Hysteretic squashed entanglement in many-body quantum systems

TL;DR

This paper introduces hysteretic squashed entanglement, a new measure for quantifying genuine quantum correlations in many-body systems, demonstrating its effectiveness in detecting topological entanglement and criticality.

Contribution

The paper proposes a novel entanglement measure, hysteretic squashed entanglement, with desirable properties and demonstrates its application in analyzing quantum correlations in many-body systems.

Findings

$T_{sq}$ effectively detects genuine quantum correlations.

$T_{sq}$ can quantify topological entanglement entropy in mixed states.

Application to transverse-field Ising model shows robustness of $T_{sq}$.

Abstract

Entanglement in many-body quantum systems is distributed across spatial regions, where its structure often dictates the information-processing capabilities of the state.
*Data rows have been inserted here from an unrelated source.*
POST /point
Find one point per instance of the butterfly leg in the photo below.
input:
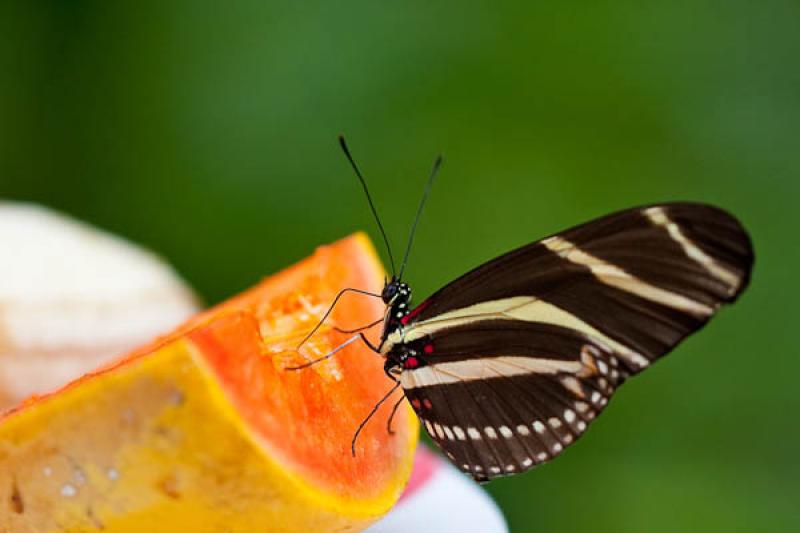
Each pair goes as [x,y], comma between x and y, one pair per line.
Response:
[370,415]
[333,352]
[371,324]
[330,309]
[391,416]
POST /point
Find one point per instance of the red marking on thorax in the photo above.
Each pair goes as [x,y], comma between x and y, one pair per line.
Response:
[406,319]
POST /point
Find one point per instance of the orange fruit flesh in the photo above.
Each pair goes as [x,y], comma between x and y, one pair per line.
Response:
[206,429]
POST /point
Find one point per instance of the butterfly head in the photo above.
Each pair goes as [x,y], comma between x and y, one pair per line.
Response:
[395,293]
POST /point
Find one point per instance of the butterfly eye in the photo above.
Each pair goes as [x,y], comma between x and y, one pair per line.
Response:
[389,292]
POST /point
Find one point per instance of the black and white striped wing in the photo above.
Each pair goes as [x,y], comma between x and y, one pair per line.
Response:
[519,355]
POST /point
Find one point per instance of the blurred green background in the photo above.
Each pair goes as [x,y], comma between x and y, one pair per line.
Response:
[206,131]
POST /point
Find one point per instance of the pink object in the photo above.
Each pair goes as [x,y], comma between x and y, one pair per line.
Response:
[440,498]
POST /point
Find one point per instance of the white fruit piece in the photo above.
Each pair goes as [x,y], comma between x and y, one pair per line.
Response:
[73,297]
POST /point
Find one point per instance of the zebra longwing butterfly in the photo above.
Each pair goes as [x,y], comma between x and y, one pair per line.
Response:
[508,365]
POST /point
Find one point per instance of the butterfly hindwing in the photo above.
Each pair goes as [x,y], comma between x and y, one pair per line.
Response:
[531,393]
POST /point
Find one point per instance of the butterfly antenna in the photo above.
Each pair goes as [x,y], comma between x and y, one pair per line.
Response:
[434,171]
[346,151]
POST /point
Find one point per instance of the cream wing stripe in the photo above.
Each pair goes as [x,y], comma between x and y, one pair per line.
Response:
[526,308]
[659,217]
[614,276]
[484,368]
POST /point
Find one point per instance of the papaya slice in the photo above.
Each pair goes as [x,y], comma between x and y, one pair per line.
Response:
[206,429]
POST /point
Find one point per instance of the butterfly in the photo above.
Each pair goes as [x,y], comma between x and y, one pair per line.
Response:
[510,363]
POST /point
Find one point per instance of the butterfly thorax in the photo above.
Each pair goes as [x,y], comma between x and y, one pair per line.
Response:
[397,297]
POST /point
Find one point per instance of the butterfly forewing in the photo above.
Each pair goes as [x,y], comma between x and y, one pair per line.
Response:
[519,355]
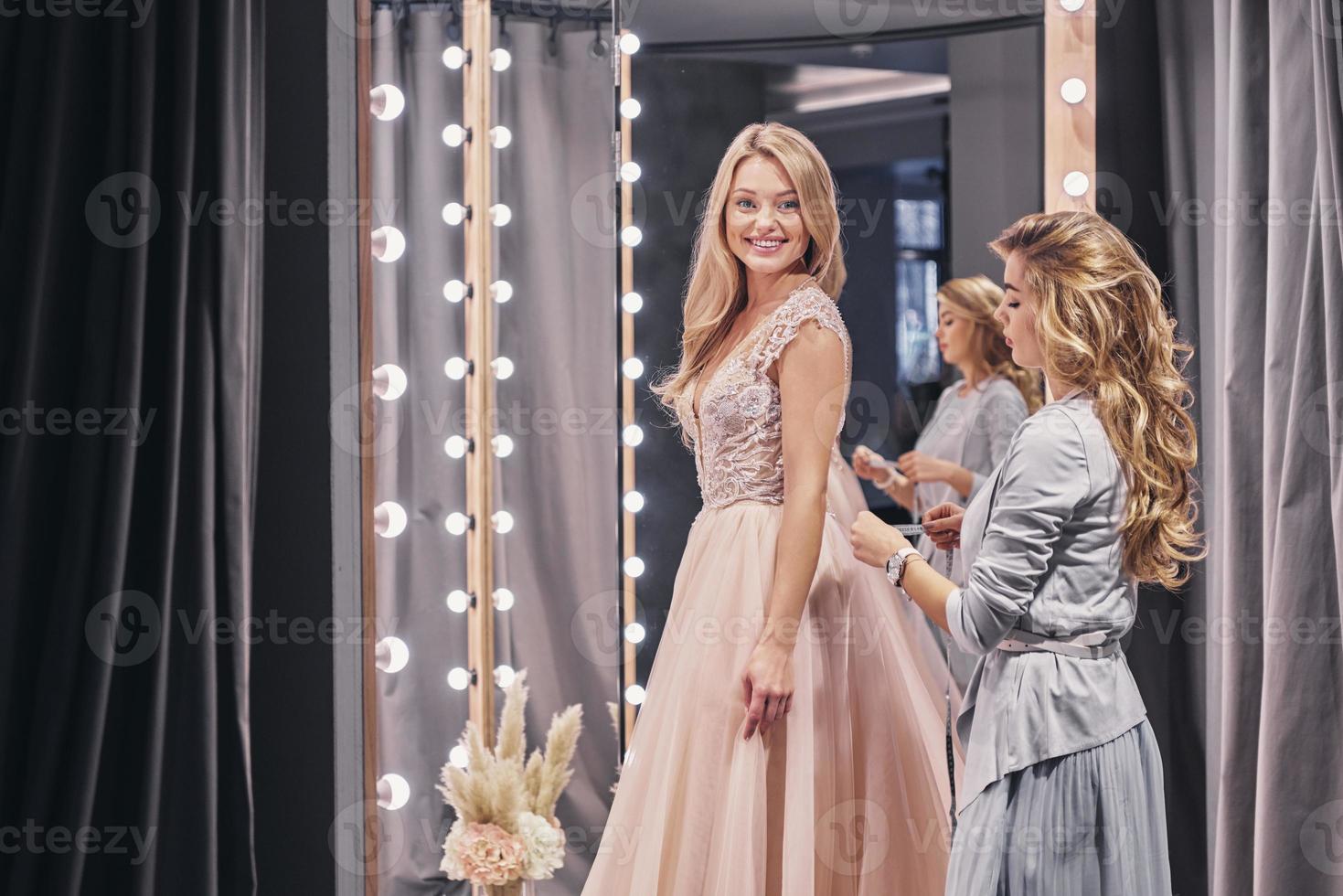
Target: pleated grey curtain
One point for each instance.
(1253, 125)
(131, 332)
(559, 484)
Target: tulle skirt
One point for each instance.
(1088, 824)
(847, 797)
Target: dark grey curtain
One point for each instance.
(129, 336)
(560, 560)
(1253, 129)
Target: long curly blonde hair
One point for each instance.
(718, 283)
(1102, 326)
(976, 298)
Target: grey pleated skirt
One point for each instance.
(1088, 824)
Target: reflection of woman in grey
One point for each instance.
(971, 426)
(1062, 789)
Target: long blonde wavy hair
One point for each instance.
(1102, 326)
(976, 298)
(718, 285)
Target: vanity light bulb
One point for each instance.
(389, 518)
(386, 102)
(389, 243)
(458, 678)
(389, 382)
(392, 792)
(391, 655)
(455, 368)
(1076, 183)
(458, 601)
(454, 57)
(455, 446)
(454, 291)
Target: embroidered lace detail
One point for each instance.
(738, 440)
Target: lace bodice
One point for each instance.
(738, 437)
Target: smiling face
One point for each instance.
(1017, 315)
(763, 218)
(954, 332)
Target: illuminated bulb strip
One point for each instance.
(389, 243)
(391, 655)
(392, 792)
(386, 102)
(389, 518)
(389, 382)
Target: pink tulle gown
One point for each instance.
(847, 795)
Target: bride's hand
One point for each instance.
(767, 686)
(943, 524)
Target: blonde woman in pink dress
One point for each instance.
(786, 746)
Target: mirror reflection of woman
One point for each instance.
(1064, 789)
(783, 744)
(968, 432)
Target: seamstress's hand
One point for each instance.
(943, 524)
(924, 468)
(868, 464)
(873, 541)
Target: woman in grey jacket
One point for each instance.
(967, 434)
(1062, 790)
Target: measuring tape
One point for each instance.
(912, 531)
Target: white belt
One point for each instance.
(1084, 646)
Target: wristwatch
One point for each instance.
(896, 564)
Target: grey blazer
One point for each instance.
(1042, 555)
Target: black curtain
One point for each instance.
(129, 331)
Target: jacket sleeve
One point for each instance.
(1004, 410)
(1044, 480)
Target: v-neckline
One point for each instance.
(696, 397)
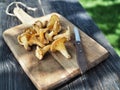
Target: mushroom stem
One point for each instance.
(40, 52)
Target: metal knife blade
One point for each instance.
(81, 59)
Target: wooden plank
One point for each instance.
(54, 66)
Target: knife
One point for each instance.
(81, 59)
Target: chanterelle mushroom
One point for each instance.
(40, 52)
(35, 40)
(58, 45)
(52, 21)
(65, 34)
(56, 29)
(23, 40)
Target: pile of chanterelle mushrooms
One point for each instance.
(47, 36)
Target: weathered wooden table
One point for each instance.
(105, 76)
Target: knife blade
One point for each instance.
(81, 59)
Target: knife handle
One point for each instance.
(81, 59)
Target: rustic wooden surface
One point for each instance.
(53, 66)
(105, 76)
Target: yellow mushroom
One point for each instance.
(58, 45)
(35, 40)
(66, 34)
(37, 25)
(52, 21)
(56, 29)
(23, 40)
(40, 52)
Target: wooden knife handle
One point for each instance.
(81, 58)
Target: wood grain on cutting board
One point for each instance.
(54, 69)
Yet, characterizing the entanglement structure, especially for mixed states, remains a challenge. In this work, we propose hysteretic squashed entanglement $T_{sq}$, a conditional entanglement monotone that measures the genuine quantum correlations between two subregions, conditioned on a third region, in a many-body quantum state. $T_{sq}$ is upper bounded by the convex-roof extension of quantum conditional mutual information and exhibits several desirable properties like monogamy, convexity, asymptotic continuity, faithfulness, and additivity for tensor-product states. We study the conditional entanglement generation in a one-dimensional transverse-field Ising model under quench, where we show that $T_{sq}$ effectively squashes classical contributions and can detect genuine quantum correlations across both adjacent and long-range subsystems. We elucidate the utility of this measure as a robust quantifier of topological entanglement entropy for mixed states. This opens new operational resource-theoretic avenues for probing topological order and criticality.